- Preparation: 10 min
- Cooking: 20 min
- Serves: 4
Quinoa Salad with Asparagus and Feta
- 500ml (2 cups) water
- 150g (1 cup) of SF quinoa, rinsed, drained
- Olive Oil
- 2 bunches asparagus with the bottom trimmed, cut into 4cm lengths
- 1 large red capsicum, seeded and coarsely chopped
- 75g (1/2 cup) crumbled reduced-fat feta
- 40g (1/4 cup) SF healthy seed mix
- 4 shallots, trimmed, thinly sliced
- 2 tbs chopped fresh continental parsley
- 1.5 tbsp. of fresh lemon juice
- 2 tsp honey
- 2 tsp Biogenic olive oil
- 1 tsp sweet paprika
- 100g baby rocket leaves
- High in protein
- Low in fat
- Gluten free
- Good replacement for rice
- Bring quinoa and water to boiling point in a medium saucepan. Reduce heat to low, cover and simmer until tender and most of the liquid has been absorbed, 15 to 20 minutes. Fluff with a fork. Transfer to a large bowl. Set aside to cool.

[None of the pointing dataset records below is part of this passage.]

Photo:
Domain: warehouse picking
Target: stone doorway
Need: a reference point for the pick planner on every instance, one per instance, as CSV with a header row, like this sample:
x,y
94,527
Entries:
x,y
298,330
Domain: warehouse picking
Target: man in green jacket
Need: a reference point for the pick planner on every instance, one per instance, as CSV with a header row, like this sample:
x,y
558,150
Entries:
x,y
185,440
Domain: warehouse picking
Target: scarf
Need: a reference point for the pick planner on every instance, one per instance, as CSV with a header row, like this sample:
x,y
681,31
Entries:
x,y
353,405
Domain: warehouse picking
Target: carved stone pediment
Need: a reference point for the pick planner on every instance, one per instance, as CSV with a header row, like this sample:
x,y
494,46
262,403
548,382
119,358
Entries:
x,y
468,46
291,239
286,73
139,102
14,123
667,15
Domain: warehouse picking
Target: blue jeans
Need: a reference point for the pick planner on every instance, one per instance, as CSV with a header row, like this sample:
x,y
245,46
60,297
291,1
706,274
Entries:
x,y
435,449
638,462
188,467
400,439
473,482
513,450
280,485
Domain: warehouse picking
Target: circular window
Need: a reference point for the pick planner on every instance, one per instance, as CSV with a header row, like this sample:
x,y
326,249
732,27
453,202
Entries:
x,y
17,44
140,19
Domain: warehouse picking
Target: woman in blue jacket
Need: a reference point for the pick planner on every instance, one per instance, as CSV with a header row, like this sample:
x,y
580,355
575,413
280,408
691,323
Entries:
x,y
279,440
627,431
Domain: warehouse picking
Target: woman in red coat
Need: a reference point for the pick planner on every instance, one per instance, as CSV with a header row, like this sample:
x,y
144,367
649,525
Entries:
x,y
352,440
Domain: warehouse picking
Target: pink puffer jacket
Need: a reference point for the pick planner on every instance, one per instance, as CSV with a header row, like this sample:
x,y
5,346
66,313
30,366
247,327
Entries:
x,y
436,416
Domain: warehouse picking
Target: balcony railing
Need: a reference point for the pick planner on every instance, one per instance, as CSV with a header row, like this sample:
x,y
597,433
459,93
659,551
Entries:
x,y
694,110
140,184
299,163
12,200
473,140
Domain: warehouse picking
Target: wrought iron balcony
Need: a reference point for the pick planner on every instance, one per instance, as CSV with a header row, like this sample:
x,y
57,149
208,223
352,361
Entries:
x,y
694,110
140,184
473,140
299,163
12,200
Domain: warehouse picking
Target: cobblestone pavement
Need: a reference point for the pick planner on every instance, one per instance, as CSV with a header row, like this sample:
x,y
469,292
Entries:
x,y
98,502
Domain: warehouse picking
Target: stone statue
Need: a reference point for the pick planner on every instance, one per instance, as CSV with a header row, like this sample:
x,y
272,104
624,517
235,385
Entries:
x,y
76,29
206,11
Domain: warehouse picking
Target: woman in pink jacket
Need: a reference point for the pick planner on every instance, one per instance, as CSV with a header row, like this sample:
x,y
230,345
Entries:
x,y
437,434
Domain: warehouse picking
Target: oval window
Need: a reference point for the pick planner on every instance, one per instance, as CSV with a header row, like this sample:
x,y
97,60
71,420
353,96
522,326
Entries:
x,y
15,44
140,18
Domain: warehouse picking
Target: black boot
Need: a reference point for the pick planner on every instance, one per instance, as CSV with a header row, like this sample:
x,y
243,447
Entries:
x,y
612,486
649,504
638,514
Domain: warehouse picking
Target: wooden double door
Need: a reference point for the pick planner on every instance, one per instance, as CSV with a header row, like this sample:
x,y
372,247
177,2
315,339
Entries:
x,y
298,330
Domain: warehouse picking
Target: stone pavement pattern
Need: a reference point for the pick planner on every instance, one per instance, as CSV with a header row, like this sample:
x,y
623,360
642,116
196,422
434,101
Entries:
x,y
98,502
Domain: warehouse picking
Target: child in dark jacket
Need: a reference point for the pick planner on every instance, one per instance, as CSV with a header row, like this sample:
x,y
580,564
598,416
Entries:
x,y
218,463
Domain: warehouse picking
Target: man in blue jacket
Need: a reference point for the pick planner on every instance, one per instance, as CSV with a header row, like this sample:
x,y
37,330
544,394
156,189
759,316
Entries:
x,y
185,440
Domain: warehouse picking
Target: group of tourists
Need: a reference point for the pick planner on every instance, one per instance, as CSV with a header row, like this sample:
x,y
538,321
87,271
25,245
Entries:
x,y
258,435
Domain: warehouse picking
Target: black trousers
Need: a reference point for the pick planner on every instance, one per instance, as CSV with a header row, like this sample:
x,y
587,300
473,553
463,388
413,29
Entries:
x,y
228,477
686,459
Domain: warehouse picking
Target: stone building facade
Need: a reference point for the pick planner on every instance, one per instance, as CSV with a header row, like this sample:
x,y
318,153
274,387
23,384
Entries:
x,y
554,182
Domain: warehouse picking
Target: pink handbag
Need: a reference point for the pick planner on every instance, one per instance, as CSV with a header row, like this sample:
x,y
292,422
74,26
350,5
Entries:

- Meanwhile, preheat a large pan on high with oil. Cook asparagus for 2-3 min or until tender. Add the asparagus, capsicum, feta, SF healthy seed mix, shallot and continental parsley to cooked quinoa.
- Whisk lemon juice, honey, Biogenic olive oil and sweet paprika in a bowl until well combined. Add dressing and rocket to the quinoa mixture. Season with pepper and toss to combine.
High in protein, low in fat and tastes great – Try this one with the family, or wow your friends at the next summer BBQ outing.
Quinoa originates from the Andes in Sth America and has been utilised as an essential dietary food by the Andeans for centuries. Quinoa is a tiny, nutritious seed packed with Protein and Gluten Free. Quinoa can be substituted for most cereals, used in salads, and is a good replacement for rice.
Pepitas, Sunflower seeds and Sesame seeds are all providers of Polyunsaturated Fats or Essential Fatty acids. The SF Healthy Seed Mix consists of all three ingredients in a handy snack size bag.